Premièrement, qui dit addiction dit impossibilité à se passer de quelque chose, ou du moins impossibilité à s'en passer sans devoir supporter moult souffrances, n'est-ce-pas ? Eh bien je crois que sur ce point, c'est assez clair ; à voir les difficultés que nous éprouvons à ne pas rechuter, et tous les maux que nous connaissons lorsque nous tentons de nous sevrer, cette condition semble remplie.

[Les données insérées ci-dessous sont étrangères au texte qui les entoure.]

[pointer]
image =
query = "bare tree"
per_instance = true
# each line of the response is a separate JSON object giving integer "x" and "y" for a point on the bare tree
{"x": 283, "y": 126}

Deuxièmement, il y a l'Oubli, l'abandon, et avec cela la honte et le mensonge à soi-même pour y parer. Ce caractère implique une plus ou moins grande conscience du problème, mais qui n'est pas suffisante néanmoins pour véritablement tenter de s'en sortir. A mon sens c'est une caractéristique de cette « dérive » comportementale biens installée dans la plupart des addictions, l'alcoolique ne boit-il pas ( entre autres ) pour oublier qu'il boit ? Je pense qu'au sujet de la honte, du sentiment de s'être souillé via le geste masturbatoire ( attention je n'attente pas un procès à la masturbation ), la plupart des dépendants savent ce que c'est, et que les co-dépendantes nous apportent déjà ( merci à elles ) beaucoup de riches témoignages concernant le mensonge, à soi, et aux autres, évidemment.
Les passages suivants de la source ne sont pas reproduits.